Aim: This study was undertaken to investigate the possible cellular senescence of RAGE-A10 and determine its potential signal transduction mechanism(s).
Method: Four rat VSMC cell lines (A10) expressing human RAGE and control cell lines pMX-A10 were cultured. SAßG staining cells were counted by light microscopy. Enzyme-linked immunosorbent assay measured MCP-1 pro-inflammatory protein levels. RAGE cells were treated for 72 h with ligand S100B; NAD(P)H oxidase inhibitor, apocynin; inhibitor of IκB phosphorylation, Bay11074; MEK1 inhibitor, U0126; and Src inhibitor, PP2, all known to be involved in diabetic vasculopathy, Flow cytometry examined cell cycle distribution.
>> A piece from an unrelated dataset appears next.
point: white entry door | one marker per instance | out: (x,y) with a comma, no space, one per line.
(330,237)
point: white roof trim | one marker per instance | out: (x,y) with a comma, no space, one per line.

Results: RAGE-A10 cells demonstrated increased SA-ßG activity, significantly increased protein expression of MCP-1 (P<0.05) with ligand stimulation and a slower growth rate, due to delayed G1/S phase cell cycle progression. NF-κB, MAPK and non-receptor tyrosine kinase Src involvement in ligand-induced MCP-1 expression in RAGE-A10 was clearly shown. However increased SA-ßG activity and reduced growth rate appear to be mediated by a ligand-independent signaling pathway.
Conclusion: Our findings demonstrate that RAGE-overexpressed A10 cell lines exhibit characteristic hallmarks of senescence, represented by increased SA-ßG activity, increased proinflammatory status and a slower rate of cell proliferation, via an as yet unknown signal transduction pathway(s). Further investigation into mechanisms downstream of RAGE may provide clearer insight into potential therapeutic targets against RAGE and senescence in the treatment of diabetic vasculopathy.